DataFrameWrite.insertInto Executes SQL Command (as a Spark job)

insertInto asserts that write is not bucketed (with insertInto operation name).

Note

saveAsTable and insertInto are structurally alike.

Modern Insert Path (CatalogPlugin)

insertInto(
  catalog: CatalogPlugin,
  ident: Identifier): Unit

insertInto...FIXME

Legacy Insert Path (TableIdentifier)

insertInto(
  tableIdent: TableIdentifier): Unit

insertInto...FIXME

AnalysisException

insertInto throws an AnalysisException when the partitioningColumns are defined:

insertInto() can't be used together with partitionBy(). Partition columns have already been defined for the table. It is not necessary to use partitionBy().

saveAsTable

saveAsTable(
  tableName: String): Unit

saveAsTable requests the DataFrame for the SparkSession.

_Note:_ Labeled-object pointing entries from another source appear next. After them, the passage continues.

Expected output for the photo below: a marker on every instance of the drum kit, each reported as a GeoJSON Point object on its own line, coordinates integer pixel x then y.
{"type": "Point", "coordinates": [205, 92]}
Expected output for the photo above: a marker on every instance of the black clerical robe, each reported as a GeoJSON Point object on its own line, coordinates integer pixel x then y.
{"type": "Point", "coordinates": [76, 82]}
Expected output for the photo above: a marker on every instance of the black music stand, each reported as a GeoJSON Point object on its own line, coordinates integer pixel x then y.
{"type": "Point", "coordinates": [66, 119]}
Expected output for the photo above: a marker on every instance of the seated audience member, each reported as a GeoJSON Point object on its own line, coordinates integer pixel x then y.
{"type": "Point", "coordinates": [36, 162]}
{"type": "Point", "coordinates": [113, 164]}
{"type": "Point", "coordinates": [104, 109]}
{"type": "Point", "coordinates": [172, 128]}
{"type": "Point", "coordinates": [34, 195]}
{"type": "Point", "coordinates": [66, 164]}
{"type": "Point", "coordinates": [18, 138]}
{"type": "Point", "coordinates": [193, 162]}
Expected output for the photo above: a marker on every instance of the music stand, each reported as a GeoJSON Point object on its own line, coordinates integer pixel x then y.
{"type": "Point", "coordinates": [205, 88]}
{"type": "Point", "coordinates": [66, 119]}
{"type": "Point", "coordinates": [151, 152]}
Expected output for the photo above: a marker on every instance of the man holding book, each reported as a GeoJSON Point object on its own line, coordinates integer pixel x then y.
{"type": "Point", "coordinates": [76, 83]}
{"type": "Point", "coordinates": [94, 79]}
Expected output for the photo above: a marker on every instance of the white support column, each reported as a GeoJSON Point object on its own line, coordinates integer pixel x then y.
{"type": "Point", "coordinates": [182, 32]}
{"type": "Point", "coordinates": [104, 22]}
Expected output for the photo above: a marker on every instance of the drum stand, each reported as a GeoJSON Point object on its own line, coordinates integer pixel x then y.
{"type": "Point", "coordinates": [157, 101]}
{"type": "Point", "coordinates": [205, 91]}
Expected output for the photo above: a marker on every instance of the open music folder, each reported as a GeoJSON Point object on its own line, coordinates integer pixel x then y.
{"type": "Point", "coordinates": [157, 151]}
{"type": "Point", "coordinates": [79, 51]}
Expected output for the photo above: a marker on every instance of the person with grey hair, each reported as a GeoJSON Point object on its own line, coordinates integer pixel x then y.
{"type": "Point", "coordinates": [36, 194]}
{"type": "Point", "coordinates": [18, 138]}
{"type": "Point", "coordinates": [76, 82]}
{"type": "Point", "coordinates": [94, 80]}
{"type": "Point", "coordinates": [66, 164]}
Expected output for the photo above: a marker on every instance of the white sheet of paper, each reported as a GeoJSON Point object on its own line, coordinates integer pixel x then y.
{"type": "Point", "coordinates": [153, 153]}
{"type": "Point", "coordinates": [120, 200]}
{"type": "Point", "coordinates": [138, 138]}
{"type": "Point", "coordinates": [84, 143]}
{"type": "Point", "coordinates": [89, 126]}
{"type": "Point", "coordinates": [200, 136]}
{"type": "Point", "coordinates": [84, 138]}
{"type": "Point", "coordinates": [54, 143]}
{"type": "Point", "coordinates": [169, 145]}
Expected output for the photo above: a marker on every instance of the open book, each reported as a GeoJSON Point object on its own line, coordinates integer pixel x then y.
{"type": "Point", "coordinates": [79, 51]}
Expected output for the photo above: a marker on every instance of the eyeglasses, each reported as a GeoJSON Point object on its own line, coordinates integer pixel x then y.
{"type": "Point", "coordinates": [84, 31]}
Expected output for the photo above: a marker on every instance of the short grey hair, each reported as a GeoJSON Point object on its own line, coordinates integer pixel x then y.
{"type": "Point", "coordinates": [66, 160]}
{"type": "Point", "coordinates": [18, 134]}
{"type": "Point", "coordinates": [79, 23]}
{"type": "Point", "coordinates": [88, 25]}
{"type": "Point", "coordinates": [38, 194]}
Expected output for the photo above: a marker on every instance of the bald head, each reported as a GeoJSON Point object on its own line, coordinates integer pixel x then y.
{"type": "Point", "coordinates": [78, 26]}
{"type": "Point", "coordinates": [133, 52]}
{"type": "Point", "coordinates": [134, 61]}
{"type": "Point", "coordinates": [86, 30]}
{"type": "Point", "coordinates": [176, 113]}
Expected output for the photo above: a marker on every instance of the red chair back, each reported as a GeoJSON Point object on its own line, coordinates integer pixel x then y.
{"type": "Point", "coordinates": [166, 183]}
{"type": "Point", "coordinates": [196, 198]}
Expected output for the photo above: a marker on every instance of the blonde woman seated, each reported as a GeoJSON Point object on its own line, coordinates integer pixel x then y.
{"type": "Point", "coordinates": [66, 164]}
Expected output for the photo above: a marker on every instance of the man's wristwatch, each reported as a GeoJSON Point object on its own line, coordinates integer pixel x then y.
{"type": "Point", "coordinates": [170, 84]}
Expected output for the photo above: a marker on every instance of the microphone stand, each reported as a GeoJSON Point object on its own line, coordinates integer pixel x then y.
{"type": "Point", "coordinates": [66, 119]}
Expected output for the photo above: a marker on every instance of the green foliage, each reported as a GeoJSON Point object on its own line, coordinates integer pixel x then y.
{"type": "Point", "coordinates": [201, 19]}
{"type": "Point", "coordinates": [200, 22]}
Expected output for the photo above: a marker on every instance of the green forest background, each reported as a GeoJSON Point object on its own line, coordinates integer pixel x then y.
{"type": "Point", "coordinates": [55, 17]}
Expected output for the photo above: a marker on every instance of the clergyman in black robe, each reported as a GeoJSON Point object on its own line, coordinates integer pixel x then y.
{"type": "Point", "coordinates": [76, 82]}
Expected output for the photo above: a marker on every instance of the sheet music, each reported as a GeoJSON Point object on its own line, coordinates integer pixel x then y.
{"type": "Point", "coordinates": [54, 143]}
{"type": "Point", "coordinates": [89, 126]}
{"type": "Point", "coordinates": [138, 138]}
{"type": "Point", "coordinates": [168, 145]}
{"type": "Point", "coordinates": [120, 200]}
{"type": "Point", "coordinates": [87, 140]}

saveAsTable tries to look up the TableProvider for the data source.

saveAsTable requests the ParserInterface to parse the tableName identifier (possibly multi-part).

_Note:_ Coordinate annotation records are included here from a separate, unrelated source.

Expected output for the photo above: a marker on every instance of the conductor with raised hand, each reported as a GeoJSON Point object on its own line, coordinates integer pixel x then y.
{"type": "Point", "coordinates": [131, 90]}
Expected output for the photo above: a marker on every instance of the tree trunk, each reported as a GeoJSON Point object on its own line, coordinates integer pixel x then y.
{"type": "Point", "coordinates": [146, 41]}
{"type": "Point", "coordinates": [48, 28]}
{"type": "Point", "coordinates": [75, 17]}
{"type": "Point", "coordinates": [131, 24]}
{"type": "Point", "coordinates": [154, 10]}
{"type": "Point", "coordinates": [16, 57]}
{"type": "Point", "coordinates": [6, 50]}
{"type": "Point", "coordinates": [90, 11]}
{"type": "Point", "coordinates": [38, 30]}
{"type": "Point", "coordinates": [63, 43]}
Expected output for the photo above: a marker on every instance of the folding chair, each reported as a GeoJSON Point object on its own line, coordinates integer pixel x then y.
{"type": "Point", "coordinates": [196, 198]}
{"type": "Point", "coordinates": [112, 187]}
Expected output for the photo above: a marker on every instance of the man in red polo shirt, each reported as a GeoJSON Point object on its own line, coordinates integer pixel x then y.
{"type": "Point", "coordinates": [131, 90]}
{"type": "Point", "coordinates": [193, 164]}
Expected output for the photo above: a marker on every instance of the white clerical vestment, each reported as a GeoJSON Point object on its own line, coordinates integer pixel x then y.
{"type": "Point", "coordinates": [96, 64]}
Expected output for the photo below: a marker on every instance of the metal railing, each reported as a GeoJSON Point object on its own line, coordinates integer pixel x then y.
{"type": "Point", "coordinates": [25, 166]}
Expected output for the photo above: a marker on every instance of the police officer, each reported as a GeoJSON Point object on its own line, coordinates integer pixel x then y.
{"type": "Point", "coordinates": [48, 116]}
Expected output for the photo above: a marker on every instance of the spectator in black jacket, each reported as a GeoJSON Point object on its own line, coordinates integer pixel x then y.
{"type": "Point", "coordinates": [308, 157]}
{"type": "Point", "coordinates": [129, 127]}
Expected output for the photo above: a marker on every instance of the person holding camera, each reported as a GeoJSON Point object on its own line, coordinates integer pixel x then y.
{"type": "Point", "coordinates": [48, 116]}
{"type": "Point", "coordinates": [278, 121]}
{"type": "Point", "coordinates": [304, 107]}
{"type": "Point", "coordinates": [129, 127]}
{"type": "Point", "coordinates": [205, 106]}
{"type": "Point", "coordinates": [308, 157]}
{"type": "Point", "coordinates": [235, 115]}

In the end, saveAsTable uses the modern or the legacy save paths based on...FIXME

Note

saveAsTable and insertInto are structurally alike.

Modern saveAsTable with TableCatalog

saveAsTable(
  catalog: TableCatalog,
  ident: Identifier,
  nameParts: Seq[String]): Unit

Legacy saveAsTable with TableIdentifier

saveAsTable(
  tableIdent: TableIdentifier): Unit

saveAsTable saves the content of a DataFrame to the tableName table.

AnalysisException

saveAsTable throws an AnalysisException when no catalog could handle the table identifier:

Couldn't find a catalog to handle the identifier [tableName].

Demo

val ids = spark.range(5)
ids.write.
  option("path", "/tmp/five_ids").
  saveAsTable("five_ids")

// Check out if saveAsTable as five_ids was successful
val q = spark.catalog.listTables.filter($"name" === "five_ids")
scala> q.show
+--------+--------+-----------+---------+-----------+
|    name|database|description|tableType|isTemporary|
+--------+--------+-----------+---------+-----------+
|five_ids| default|       null| EXTERNAL|      false|
+--------+--------+-----------+---------+-----------+

Writing Out Data (save)

save(): Unit
save(
  path: String): Unit

Saves a DataFrame (the result of executing a structured query) to a data source.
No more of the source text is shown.